Tiffany Harelik began blogging the Trailer Food Diaries in 2009 as a way to get her mind off of her desk job. In just under two years, Harelik has turned that office distraction into a full-time multimedia and consulting career based in Austin’s booming mobile food business. “It all started with a job I hated,” Harelik quips. “If you asked me five years ago whether I’d be working in the food industry, I would have said, ‘Hell no.’”
Although Harelik didn’t intend to work in the restaurant business, it’s easy to see how her quick smile, enthusiasm, and genuine affection for Austin’s restauranteurs has taken her far in a short time. Today she continues her blog with scouting help from interns, she recently published a trailer food cookbook, and she writes regular columns for Austin Man Magazine and Austin Culture Map.
Perhaps her most visible project in Austin is the Gypsy Picnic food festival, which last year drew over 15,000 to feast on trailer food at Auditorium Shores. The Gypsy Picnic was received favorably in concept, and generated more media buzz than many of Austin’s long-running food events. In practice, though, the festival’s popularity presented some stumbling blocks in the form of long lines and slow food service.
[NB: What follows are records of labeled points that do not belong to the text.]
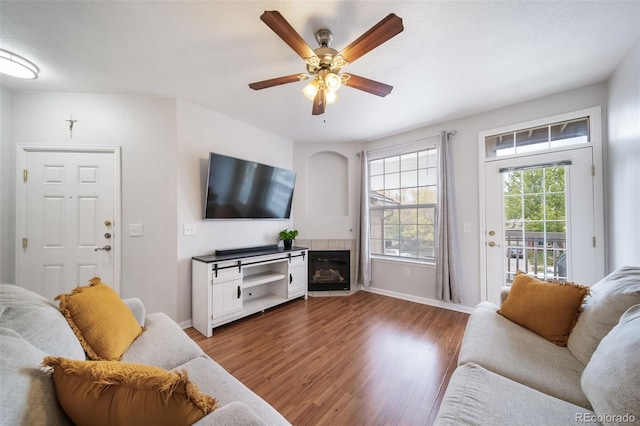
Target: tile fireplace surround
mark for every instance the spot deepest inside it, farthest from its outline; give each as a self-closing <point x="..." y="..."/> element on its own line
<point x="333" y="244"/>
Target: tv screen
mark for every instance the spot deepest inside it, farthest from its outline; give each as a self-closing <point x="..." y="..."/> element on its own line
<point x="240" y="189"/>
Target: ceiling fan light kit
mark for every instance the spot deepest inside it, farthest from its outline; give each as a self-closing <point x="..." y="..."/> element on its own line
<point x="17" y="66"/>
<point x="324" y="64"/>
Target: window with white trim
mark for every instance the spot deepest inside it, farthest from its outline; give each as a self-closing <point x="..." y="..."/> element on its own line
<point x="402" y="204"/>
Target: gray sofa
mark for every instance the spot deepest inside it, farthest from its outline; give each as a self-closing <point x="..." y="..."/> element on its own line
<point x="507" y="374"/>
<point x="31" y="328"/>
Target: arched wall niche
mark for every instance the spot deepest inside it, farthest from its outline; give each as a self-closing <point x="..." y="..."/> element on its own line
<point x="327" y="184"/>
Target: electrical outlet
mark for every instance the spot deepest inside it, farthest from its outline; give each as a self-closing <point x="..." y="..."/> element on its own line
<point x="189" y="229"/>
<point x="136" y="230"/>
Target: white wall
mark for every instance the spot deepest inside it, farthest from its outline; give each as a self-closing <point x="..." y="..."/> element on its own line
<point x="7" y="187"/>
<point x="145" y="128"/>
<point x="201" y="131"/>
<point x="389" y="277"/>
<point x="623" y="161"/>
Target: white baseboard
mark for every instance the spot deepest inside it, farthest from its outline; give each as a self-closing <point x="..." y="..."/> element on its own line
<point x="425" y="301"/>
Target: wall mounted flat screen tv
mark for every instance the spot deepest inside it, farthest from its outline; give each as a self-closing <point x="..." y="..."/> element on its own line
<point x="240" y="189"/>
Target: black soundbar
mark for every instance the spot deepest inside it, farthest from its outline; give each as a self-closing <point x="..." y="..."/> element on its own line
<point x="246" y="250"/>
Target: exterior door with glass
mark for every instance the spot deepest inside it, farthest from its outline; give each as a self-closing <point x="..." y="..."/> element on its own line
<point x="539" y="219"/>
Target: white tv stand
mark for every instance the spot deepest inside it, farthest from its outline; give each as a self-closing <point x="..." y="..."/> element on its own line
<point x="229" y="286"/>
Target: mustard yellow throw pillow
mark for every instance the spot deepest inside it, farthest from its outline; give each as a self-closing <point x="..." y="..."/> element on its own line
<point x="102" y="322"/>
<point x="119" y="393"/>
<point x="550" y="309"/>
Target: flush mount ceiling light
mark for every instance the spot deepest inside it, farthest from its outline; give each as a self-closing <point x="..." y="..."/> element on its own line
<point x="17" y="66"/>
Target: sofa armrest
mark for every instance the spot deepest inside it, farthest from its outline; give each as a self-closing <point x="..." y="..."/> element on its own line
<point x="137" y="307"/>
<point x="504" y="292"/>
<point x="234" y="413"/>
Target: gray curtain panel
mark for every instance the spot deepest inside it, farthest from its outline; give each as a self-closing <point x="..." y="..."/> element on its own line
<point x="447" y="288"/>
<point x="363" y="250"/>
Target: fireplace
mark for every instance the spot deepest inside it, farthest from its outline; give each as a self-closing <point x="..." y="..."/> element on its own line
<point x="329" y="270"/>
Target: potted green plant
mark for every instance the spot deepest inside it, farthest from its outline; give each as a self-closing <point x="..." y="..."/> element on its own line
<point x="287" y="236"/>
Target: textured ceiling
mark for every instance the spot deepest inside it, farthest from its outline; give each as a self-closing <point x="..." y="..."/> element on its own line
<point x="452" y="60"/>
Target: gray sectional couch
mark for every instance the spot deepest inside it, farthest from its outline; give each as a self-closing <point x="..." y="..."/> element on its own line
<point x="508" y="375"/>
<point x="31" y="328"/>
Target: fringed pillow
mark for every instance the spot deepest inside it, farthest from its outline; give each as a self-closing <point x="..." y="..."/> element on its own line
<point x="550" y="309"/>
<point x="102" y="322"/>
<point x="118" y="393"/>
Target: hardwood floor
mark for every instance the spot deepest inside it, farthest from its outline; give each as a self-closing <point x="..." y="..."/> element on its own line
<point x="363" y="359"/>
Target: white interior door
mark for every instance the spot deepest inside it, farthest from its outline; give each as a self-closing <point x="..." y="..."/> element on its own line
<point x="67" y="205"/>
<point x="539" y="218"/>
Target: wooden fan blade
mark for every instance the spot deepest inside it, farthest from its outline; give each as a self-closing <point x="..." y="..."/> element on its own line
<point x="378" y="34"/>
<point x="274" y="82"/>
<point x="285" y="31"/>
<point x="369" y="86"/>
<point x="318" y="103"/>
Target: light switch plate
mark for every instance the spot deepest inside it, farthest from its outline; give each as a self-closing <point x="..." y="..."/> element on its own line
<point x="136" y="230"/>
<point x="189" y="229"/>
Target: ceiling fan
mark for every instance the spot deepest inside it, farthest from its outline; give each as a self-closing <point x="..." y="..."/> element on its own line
<point x="325" y="63"/>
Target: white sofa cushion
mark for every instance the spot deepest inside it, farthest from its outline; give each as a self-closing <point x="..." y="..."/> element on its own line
<point x="215" y="381"/>
<point x="609" y="299"/>
<point x="27" y="395"/>
<point x="38" y="321"/>
<point x="476" y="396"/>
<point x="163" y="344"/>
<point x="612" y="377"/>
<point x="504" y="347"/>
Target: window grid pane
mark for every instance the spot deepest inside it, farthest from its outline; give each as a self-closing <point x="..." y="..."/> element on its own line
<point x="402" y="205"/>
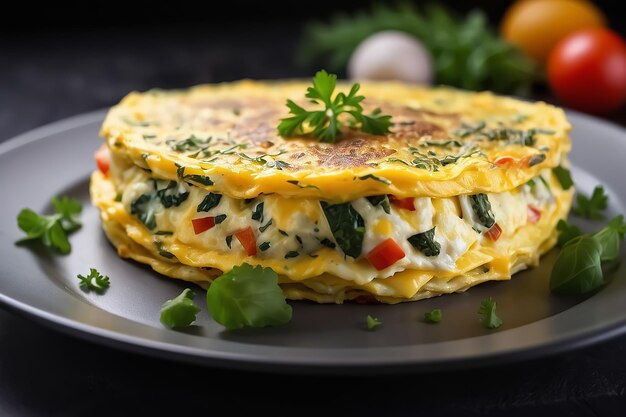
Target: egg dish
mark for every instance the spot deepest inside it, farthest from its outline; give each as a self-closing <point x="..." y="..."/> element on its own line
<point x="463" y="190"/>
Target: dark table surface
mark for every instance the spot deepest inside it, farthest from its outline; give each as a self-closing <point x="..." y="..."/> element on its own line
<point x="44" y="372"/>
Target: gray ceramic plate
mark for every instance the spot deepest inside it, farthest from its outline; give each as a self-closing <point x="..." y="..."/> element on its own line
<point x="57" y="160"/>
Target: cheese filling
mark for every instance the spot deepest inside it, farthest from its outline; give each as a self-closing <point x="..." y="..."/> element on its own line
<point x="289" y="231"/>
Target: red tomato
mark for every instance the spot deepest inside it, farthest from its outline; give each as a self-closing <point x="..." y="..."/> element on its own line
<point x="587" y="70"/>
<point x="385" y="254"/>
<point x="494" y="233"/>
<point x="202" y="224"/>
<point x="405" y="203"/>
<point x="247" y="239"/>
<point x="103" y="158"/>
<point x="534" y="215"/>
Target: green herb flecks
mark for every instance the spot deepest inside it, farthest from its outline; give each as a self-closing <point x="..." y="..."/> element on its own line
<point x="487" y="310"/>
<point x="209" y="201"/>
<point x="381" y="201"/>
<point x="180" y="311"/>
<point x="482" y="208"/>
<point x="425" y="243"/>
<point x="248" y="296"/>
<point x="592" y="207"/>
<point x="162" y="251"/>
<point x="200" y="179"/>
<point x="564" y="177"/>
<point x="347" y="227"/>
<point x="433" y="316"/>
<point x="257" y="213"/>
<point x="325" y="124"/>
<point x="95" y="281"/>
<point x="51" y="230"/>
With the second festival coming this Saturday, October 22nd, Harelik is getting another chance to impress local critics and the public alike.
“We’re making some changes this time around,” Harelik said. “The spirit will be the same, but it will be a little more like ACL’s food court from an operational standpoint. We’re working with trailers to select menu items that will scale well to accommodate large crowds.”
In addition to the tweaks Harelik described, this weekend’s festival will boast over 40 trailers and a larger footprint in which to spread out. As an additional time saver, each trailer will limit its menu to three choices. If there are long lines after all of that, the festival promises plenty of live music and people watching to help pass the time.
The week leading up to the Gypsy Picnic also marks the debut of Harelik’s Trailer Food Diaries Cookbook, which she published with Austin-based Greenleaf Book Group this fall. The 150-page cookbook offers recipes and photos from Austin Food Trailers, with personal stories from many of the chefs.
Harelik is also active behind the scenes of Austin’s trailer food movement. For the past year, she has worked as the Director of Marketing and Events for Torchy’s Tacos, the Austin-based taco chain that started as a food trailer in 2006. And as a freelance consultant, she has counseled business owners who want to break into the mobile food scene in Portland, Washington D.C., Virginia and Austin.
“If I could give anyone who’s thinking about getting into this business two pieces of advice, they would be to stay open when you say you’ll be open, and be a part of the community,” advises Harelik. “Oh yeah, and limit your menu. There’s such a wide variety of food here in Austin, that if you don’t have a niche product, no one cares.”
If this advice seems harsh, it’s because Harelik has seen firsthand how difficult it can be for new trailers to survive in the volatile mobile food industry. There are many challenges outside the kitchen, she says, and it can be overwhelming to navigate. Luckily, from these challenges come community. ”Not every chef is going to be able to do social media, or figure out the city’s codes. We have to stick together,” she insists. “The people here are real people, who are happy o go to work in the morning because they love what they do. It’s a great community.”